As a part of the firm’s private client services team, Turner’s favourite parts of the job are the human interaction and being able to work together with clients to meet objectives—especially given the challenges that have been generated by the COVID-19 pandemic.

In this interview, Turner talks the need for diversity, innovation and different perspectives in the legal profession, balancing motherhood with work and helping with the development of online platforms within Wynn Williams. 

What made you choose a career in law?

I didn’t grow up wanting to be a lawyer or have family connections to the law, like many in our profession—it was more of a chance encounter. During my gap year, I visited Otago University to look around the halls and catch up with friends. While I was there I attended Mark Henaghan’s LAWS101 Donoghue v Stevenson lecture (which at the time involved BYO “ginger” beer). Needless to say, I attended Otago the following year and enrolled in LAWS101.

I enjoyed first year, was accepted into second year and before I knew it, I was working as a graduate in a law firm. Having found myself on the pathway to a career in law, I continued on and am fortune to have found an area of the law I enjoy.

What do you love most about your job?

I enjoy the variety of my work. However, I get the most enjoyment from helping people achieve their objectives. I am really lucky that my area of practice involves a lot of client contact and human interaction. I am definitely a people person, so I thoroughly enjoy that aspect of my job.

What is going on at the firm? Are there any new programs and initiatives that you’re particularly interested in?

Wynn Williams is currently developing its online services and interactive client platforms in the hope that our provision of legal services can use the technology on offer within our field to make the law more accessible and convenient for our clients.

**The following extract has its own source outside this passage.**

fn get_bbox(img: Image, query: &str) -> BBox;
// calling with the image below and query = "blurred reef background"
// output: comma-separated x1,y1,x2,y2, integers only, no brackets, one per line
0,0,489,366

I think that some of the temporary legislative changes enabling the use of technology for document execution during the pandemic period have been fantastic.  I hope that some more permanent, widespread changes may now be considered.

I have been involved with our online wills project, which has been a great learning experience for me, and it is very satisfying to see it live and being used by our clients.

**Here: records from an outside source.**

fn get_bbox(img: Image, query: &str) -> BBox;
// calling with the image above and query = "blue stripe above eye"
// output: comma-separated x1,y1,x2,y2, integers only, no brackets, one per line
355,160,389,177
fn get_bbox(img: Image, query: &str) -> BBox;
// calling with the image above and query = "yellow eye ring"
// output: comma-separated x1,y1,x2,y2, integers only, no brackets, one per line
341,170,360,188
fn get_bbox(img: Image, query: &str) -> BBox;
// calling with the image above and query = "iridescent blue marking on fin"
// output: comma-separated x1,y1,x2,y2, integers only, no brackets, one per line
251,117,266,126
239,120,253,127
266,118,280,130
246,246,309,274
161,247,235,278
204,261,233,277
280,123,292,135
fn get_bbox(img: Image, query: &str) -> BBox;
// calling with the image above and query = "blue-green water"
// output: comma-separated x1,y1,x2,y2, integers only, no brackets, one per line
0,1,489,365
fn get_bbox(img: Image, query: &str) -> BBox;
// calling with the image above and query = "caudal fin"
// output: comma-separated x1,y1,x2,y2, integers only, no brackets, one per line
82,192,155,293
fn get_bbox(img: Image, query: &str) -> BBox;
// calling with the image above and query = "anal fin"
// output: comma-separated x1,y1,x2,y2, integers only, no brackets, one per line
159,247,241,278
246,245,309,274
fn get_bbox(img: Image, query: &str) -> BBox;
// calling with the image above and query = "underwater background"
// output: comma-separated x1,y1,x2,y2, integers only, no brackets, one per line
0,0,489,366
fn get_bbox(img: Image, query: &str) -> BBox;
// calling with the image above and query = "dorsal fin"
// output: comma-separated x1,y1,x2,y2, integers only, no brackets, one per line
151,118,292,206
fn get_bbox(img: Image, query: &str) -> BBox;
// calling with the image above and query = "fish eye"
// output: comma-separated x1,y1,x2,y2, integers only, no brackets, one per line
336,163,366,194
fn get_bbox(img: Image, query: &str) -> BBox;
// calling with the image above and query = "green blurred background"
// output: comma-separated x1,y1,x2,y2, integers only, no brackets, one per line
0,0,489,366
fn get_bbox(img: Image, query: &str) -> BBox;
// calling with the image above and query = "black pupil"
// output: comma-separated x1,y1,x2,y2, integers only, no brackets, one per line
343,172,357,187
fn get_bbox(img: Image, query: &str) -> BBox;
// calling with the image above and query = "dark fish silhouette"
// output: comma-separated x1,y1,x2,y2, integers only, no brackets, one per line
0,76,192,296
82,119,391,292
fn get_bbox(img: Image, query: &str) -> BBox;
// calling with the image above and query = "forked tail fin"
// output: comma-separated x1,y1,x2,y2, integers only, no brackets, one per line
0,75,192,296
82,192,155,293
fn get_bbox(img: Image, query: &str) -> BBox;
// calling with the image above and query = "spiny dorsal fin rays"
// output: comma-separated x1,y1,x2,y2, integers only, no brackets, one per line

What has been your proudest accomplishment in the last year or so? What’s the biggest lesson you learned in the past year, and what advice can you give fellow lawyers about it?

My last year has involved the arrival of my second son, so while not strictly work-related, I don’t think I can go past that in terms of my proudest accomplishment! As someone who doesn’t like saying no and likes being in control, I have found that juggling work and raising a young family involve a steep learning curve.

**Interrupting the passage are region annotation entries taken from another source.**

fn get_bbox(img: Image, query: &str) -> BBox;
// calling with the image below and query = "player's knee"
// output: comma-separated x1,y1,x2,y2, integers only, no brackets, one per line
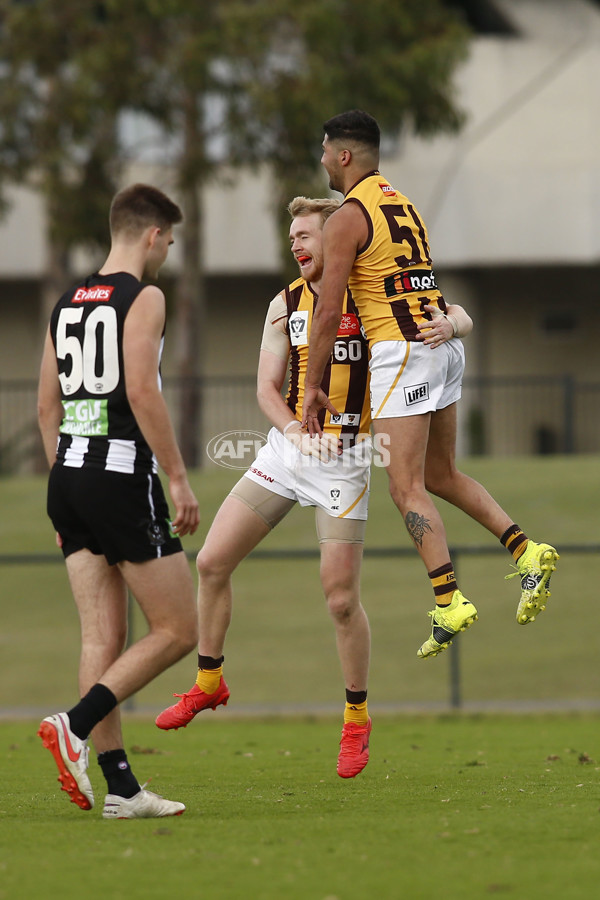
425,467,455,498
173,612,198,658
327,586,359,623
196,547,230,579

My biggest lesson has been learning the power of having a great team. My advice would be to control what you can, delegate well, have the best team possible around you and trust them.

What should the profession and law firms focus more on?

I really think that diversity is so important. The profession has made great progress in this space but there is potential for so much more. Diversity is a great asset to any profession and the businesses within it. If we can bring more innovation into our profession and encourage different perspectives, the outcomes can only be positive.

What are the challenges you expect in your practice, and in the business of law in general, going forward? What challenges are particularly pressing in the country’s legal industry?

Within my practice, going forward I think the biggest challenge will be the uncertainty of the “tail” of COVID-19. We don’t yet know the full extent of how the property markets will be affected, and for how long. I think the same can be said generally for the business of law.

Lawyers, in their trusted advisor capacity, are going to have to help their clients navigate through the challenges to come. I think there will be a renewed sense of togetherness as we work alongside our clients. Our industry, like many others, will be finding a new normal.

What are you looking forward to the most in the coming year?

After a rather whirlwind return from parental leave, I am looking forward to getting back to work in its more traditional form (i.e., without children making surprise appearances on Zoom meetings). I am hoping some of the humanity from this lockdown stays with us so that we take the time to get to know those people we interact with a little better, and the current theme of kindness continues. I am also looking forward to some domestic travel and a change of scenery sooner rather than later!